Learn about her from Pope Emeritus Benedict XVI 

St Gertrude the Great, of whom I would like to talk to you today, brings us once again this week to the Monastery of Helfta, where several of the Latin-German masterpieces of religious literature were written by women. Gertrude belonged to this world. She is one of the most famous mystics, the only German woman to be called “Great”, because of her cultural and evangelical stature: her life and her thought had a unique impact on Christian spirituality. She was an exceptional woman, endowed with special natural talents and extraordinary gifts of grace, the most profound humility and ardent zeal for her neighbour’s salvation. She was in close communion with God both in contemplation and in her readiness to go to the help of those in need.

At Helfta, she measured herself systematically, so to speak, with her teacher, Matilda of Hackeborn, of whom I spoke at last Wednesday’s Audience. Gertrude came into contact with Matilda of Magdeburg, another medieval mystic and grew up under the wing of Abbess Gertrude, motherly, gentle and demanding. From these three sisters she drew precious experience and wisdom; she worked them into a synthesis of her own, continuing on her religious journey with boundless trust in the Lord."amy welborn" Gertrude expressed the riches of her spirituality not only in her monastic world, but also and above all in the biblical, liturgical, Patristic and Benedictine contexts, with a highly personal hallmark and great skill in communicating.

Gertrude was born on 6 January 1256, on the Feast of the Epiphany, but nothing is known of her parents nor of the place of her birth. Gertrude wrote that the Lord himself revealed to her the meaning of this first uprooting: “I have chosen you for my abode because I am pleased that all that is lovable in you is my work…. For this very reason I have distanced you from all your relatives, so that no one may love you for reasons of kinship and that I may be the sole cause of the affection you receive” (The Revelations, I, 16, Siena 1994, pp. 76-77).

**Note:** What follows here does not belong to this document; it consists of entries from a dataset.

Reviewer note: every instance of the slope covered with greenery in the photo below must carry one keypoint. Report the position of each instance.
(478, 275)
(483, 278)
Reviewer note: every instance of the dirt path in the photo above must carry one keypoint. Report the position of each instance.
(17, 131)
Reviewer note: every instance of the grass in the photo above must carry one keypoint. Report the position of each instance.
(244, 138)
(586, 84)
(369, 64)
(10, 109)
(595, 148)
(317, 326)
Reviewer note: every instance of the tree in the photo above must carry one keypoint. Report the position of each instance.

When she was five years old, in 1261, she entered the monastery for formation and education, a common practice in that period. Here she spent her whole life, the most important stages of which she herself points out. In her memoirs she recalls that the Lord equipped her in advance with forbearing patience and infinite mercy, forgetting the years of her childhood, adolescence and youth, which she spent, she wrote, “in such mental blindness that I would have been capable… of thinking, saying or doing without remorse everything I liked and wherever I could, had you not armed me in advance, with an inherent horror of evil and a natural inclination for good and with the external vigilance of others. “I would have behaved like a pagan… in spite of desiring you since childhood, that is since my fifth year of age, when I went to live in the Benedictine shrine of religion to be educated among your most devout friends” (ibid., II, 23, p. 140f.).

Gertrude was an extraordinary student, she learned everything that can be learned of the sciences of the trivium and quadrivium, the education of that time; she was fascinated by knowledge and threw herself into profane studies with zeal and tenacity, achieving scholastic successes beyond every expectation. If we know nothing of her origins, she herself tells us about her youthful passions: literature, music and song and the art of miniature painting captivated her. She had a strong, determined, ready and impulsive temperament. She often says that she was negligent; she recognizes her shortcomings and humbly asks forgiveness for them. She also humbly asks for advice and prayers for her conversion. Some features of her temperament and faults were to accompany her to the end of her life, so as to amaze certain people who wondered why the Lord had favoured her with such a special love.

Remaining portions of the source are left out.